Celebrity Justice for Lohan and Richie?
In law, all are supposed to be equal, but are stars more equal than others?
Aug. 24, 2007 — -- It's a fundamental American principle: All people are equal in the eyes of the law. But after Nicole Richie and Lindsay Lohan escaped harsh punishment for their DUI and drug-related convictions, it's hard not to wonder if celebrities are a bit more equal than everyone else.
On Thursday, after prosecutors filed seven misdemeanor drunken driving and cocaine possession charges against her, the 21-year-old Lohan reached a plea deal that calls for her to spend one day in jail, serve 10 days of community service and complete drug and alcohol treatment programs. She was also placed on 36 months probation and issued hundreds of dollars of fines.
While her fellow party girl was brokering her deal, Richie quietly slipped in and out of jail, serving 82 minutes of her 96-hour sentence for a misdemeanor DUI charge. She went in with credit for one day of jail time because she was in custody for six hours after her July arrest. According to Los Angeles County Sheriff's Deputy Maribel, the 25-year-old reality TV star was released "based on her sentence and federal guidelines."

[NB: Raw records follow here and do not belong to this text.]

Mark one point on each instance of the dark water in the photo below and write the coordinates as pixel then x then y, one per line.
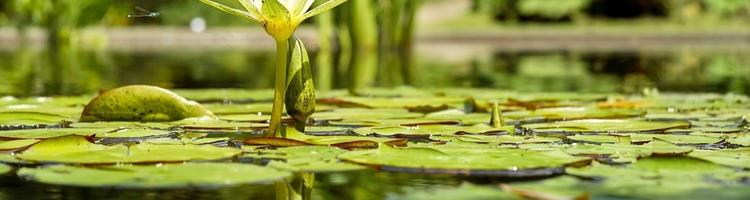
pixel 31 72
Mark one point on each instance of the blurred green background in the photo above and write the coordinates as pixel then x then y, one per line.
pixel 51 47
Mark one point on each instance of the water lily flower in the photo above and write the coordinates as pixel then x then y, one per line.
pixel 280 18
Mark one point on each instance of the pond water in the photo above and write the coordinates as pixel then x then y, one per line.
pixel 625 71
pixel 677 125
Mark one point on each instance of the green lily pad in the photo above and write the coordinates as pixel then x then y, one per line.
pixel 411 103
pixel 364 114
pixel 224 95
pixel 739 157
pixel 572 113
pixel 10 158
pixel 394 122
pixel 29 118
pixel 432 130
pixel 627 153
pixel 130 133
pixel 743 140
pixel 141 103
pixel 159 176
pixel 15 144
pixel 682 139
pixel 604 126
pixel 599 138
pixel 53 132
pixel 77 149
pixel 504 139
pixel 306 159
pixel 150 125
pixel 295 138
pixel 186 140
pixel 5 168
pixel 499 161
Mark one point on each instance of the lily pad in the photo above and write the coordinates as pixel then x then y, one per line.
pixel 53 132
pixel 730 157
pixel 503 162
pixel 604 126
pixel 16 144
pixel 572 113
pixel 141 103
pixel 29 118
pixel 306 159
pixel 159 176
pixel 432 130
pixel 77 149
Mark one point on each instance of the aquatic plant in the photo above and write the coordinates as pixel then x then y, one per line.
pixel 280 18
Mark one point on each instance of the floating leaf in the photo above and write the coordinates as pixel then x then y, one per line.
pixel 77 149
pixel 5 168
pixel 29 118
pixel 432 130
pixel 739 157
pixel 743 140
pixel 15 144
pixel 53 132
pixel 133 133
pixel 572 113
pixel 141 103
pixel 604 126
pixel 159 176
pixel 306 159
pixel 507 162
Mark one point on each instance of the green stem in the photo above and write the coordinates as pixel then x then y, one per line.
pixel 282 54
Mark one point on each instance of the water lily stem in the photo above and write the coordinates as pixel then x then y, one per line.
pixel 282 54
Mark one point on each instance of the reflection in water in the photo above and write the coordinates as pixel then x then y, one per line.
pixel 30 71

Serving just minutes of jail time for a crime that kill tens of thousands of people each year may seem outrageous, and lawyers who specialize in DUI cases agree that Richie and Lohan's punishments are light. Though they hesitate to say that celebrity status swayed the courts in either case, they admit that both starlets were able to wriggle out of harsher sentences in ways that the average American probably could not.
"Do I think it was star treatment? No," said Los Angeles DUI lawyer Scott Spindel of Richie's 82-minute stint in jail. "But do I think she may have gotten a little more attention than the average person who would have had to sit there in handcuffs? Yes. I've never had a client get out in 82 minutes. Something was going on. It was not just 'Oops, we got lucky.'"
Lawrence Taylor, a Los Angeles attorney who deals exclusively with DUI cases, contends that officials at the Lynwood county detention center where Richie served her time may have had good reason to let her hop in and out of the facility, which, like many Los Angeles jails, is overcrowded and overwhelmed.